A fine partita il n°13 dei Thunder ha sottolineato come la conclusione dell'avversario fosse una pessima scelta. In realtà Lillard ha dimostrato di poter segnare con continuità anche da molto lontano - primo per distacco in NBA. Tanto da scherzare delle parole di George
IL TIRO DI LILLARD FA IMPAZZIRE MAMOLI&CRESPI
PAZZESCO LILLARD: 50 PUNTI E VITTORIA SU OKC
“Ho avuto delle ottime sensazioni non appena il pallone ha lasciato le mie mani. Ero sicuro andasse dentro”. In realtà, tutto il Moda Center era elettrizzato all’idea non appena il tentativo in penetrazioni di Westbrook sul 115-115 era finito con un nulla di fatto. Nessun timeout, ma palla direttamente nelle mani di un Damian Lillard da record: 34 punti nel primo tempo e 50 alla sirena finale, entrambi record di franchigia, con la quarta tripla da oltre nove metri andata a segno mentre la sirena sanciva la fine dei playoff dei Thunder. Tutto perfetto, un canestro diventato già un’icona del Gioco, stampato in faccia a uno dei candidati a vincere il premio di miglior difensore dell’anno. Paul George ha osservato a lungo il palleggio del n°0, lontanissimo da canestro, prima di allungare le sue braccia e contestare al meglio una conclusione che in pochi avrebbero potuto immaginare arrivasse da così lontano. “Non volevo affidare il destino della partita nelle mani degli arbitri: avvicinarmi avrebbe significato rischiare di subire un contatto che avrebbe reso più complicato il mio tiro - uno di quei momenti in cui si preferisce non fischiare. Per quello mi sono fermato a debita distanza, guardando il canestro e rendendomi conto che ero in una zona del campo abbastanza confortevole per cercare una conclusione”. Non un caso, visto che nei giorni scorsi a Oklahoma City ha lavorato a lungo con il trainer Phil Backner sulle conclusioni da lontano. “Ci guardavamo in faccia e pensavamo senza dirlo: ‘Primo o poi servirà segnarne uno anche in partita’. Ero sicuro di poterne prendere uno sul parquet”. George invece, evidentemente, non immaginava che questi progressi avessero reso così affidabile una conclusione oggettivamente complicata. “Quello è un brutto, brutto tiro – commenta il n°13 a fine partita – non mi preoccupo di quello che dice la gente. Sono certo di quello che dico, è una pessima conclusione, ma questa non sarà la storia che verrà raccontata”.

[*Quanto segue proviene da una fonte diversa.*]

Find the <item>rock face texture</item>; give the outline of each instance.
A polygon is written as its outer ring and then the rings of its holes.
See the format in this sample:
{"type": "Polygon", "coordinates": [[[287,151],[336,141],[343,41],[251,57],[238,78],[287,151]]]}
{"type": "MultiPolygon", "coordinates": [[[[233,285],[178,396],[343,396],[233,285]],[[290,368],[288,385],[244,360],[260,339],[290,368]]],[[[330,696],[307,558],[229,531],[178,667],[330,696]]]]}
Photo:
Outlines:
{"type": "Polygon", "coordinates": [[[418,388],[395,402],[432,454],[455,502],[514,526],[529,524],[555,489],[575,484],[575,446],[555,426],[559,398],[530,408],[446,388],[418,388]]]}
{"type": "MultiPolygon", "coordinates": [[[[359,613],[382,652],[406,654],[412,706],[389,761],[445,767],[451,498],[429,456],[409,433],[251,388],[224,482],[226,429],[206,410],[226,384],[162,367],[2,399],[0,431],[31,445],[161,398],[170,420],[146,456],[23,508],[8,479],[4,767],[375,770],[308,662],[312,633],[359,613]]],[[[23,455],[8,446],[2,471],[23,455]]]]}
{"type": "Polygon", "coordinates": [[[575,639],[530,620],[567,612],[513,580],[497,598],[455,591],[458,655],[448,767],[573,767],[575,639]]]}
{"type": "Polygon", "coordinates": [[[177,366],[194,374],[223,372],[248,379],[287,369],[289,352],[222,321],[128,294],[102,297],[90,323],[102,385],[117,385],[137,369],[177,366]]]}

Un tiro "comodo" per Lillard e la risposta via social a George
Parole che non sono passate inosservate, riprese via Twitter non appena è passata la sbornia e la festa nello spogliatoio dei Blazers. Una volta accesso lo smartphone, Lillard ha condiviso un tweet aggiungendo come commento un semplice “Lol”. I numeri infatti, oltre ai precedenti, sono dalla sua parte: in questi playoff il n°0 di Portland sta tirando 8/12 da una distanza superiore ai nove metri, 4/6 soltanto in gara-5. Per capire l’assurdità di questo dato, tutto il resto della NBA messo insieme fa 6/38 in quel tipo di conclusioni: un range che al momento riesce a sostenere soltanto lui mantenendo efficacia. Una scelta che le difese devono fare di continuo, contro un giocatore che all’occorrenza può farti molto male in penetrazione. Un agonista, come dimostrato dal gentile saluto rivolto agli avversari non appena il pallone ha schiaffeggiato la retina. “La partita e la serie erano finite in quell’istante, questa è la ragione del mio gesto. Stavo semplicemente dicendo addio ai miei avversari. Dopo gara-3, Dennis Schroder si è fermato a bordocampo a puntare il dito contro di noi, celebrando in maniera esagerata la vittoria di una partita. Ho pensato: ‘Va bene, il nostro obiettivo è mettere insieme quattro successi, non uno soltanto”. Una volta raggiunto lo scopo, non c’è molto altro di cui discutere. Le cose stanno così. Ci sono stati un bel po’ di commenti avvelenati, di offese e provocazioni. Ma abbiamo avuto noi l’ultima parola, questa è la conclusione del discorso”. E del primo turno playoff, proprio come successo cinque anni fa contro Houston. Quando è nato il mito di un giocatore in grado di fare delle prodezze quanto conta di più: "What time is it?".